The Most Violet of all the Soups: Borscht
Arguably harder to pronounce than it is to make, this simple soup recipe can be a great warm winter treat and an excellent way to get away from roasting, pickling, or boiling this abundant and delicious root crop. Beets are well known for their richness in nutrients; vitamins A, B, C, betacyanins, phosphorous, magnesium, etc., so not only is this soup delicious, it’s super healthy.

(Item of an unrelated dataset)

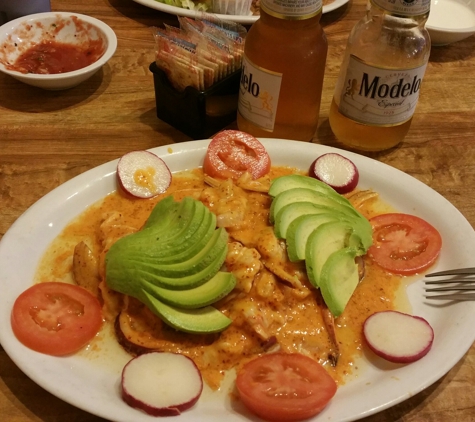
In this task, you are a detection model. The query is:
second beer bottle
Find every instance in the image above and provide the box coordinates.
[237,0,328,141]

- 2 leeks (or 1 medium onion)
- 2 carrots
- 2 stalks of celery
- 2 cloves garlic
- 1 Tbsp olive oil
- 4 beets (medium sized), organic if you can (or 1 16oz can/jar)
- 4 cups of water
- 1 bay leaf
- 1 tsp sugar
After soup is cooked and blended Add:
- 1 Tbs chopped fresh dill (or 1 tsp dried)
- 1 Tbsp lemon juice
- ½ – 1 tsp horseradish to taste
- 1/2 cup Sour Cream
Clean the leeks, carrots, and celery, and chop. Sauté in your soup pot the vegetables in olive oil with the garlic just until fragrant. Scrub the beets and chop off both the ends. Do not peel. Add everything except the dill, lemon juice, horseradish and sour cream and bring to a boil. Simmer for 45 minutes. Scoop out the beets and peel. Using a blender, puree the beets and soup broth/vegetables or use an immersion blender. Put the smooth soup back into the pot and add remaining ingredients. Can be served hot or chilled.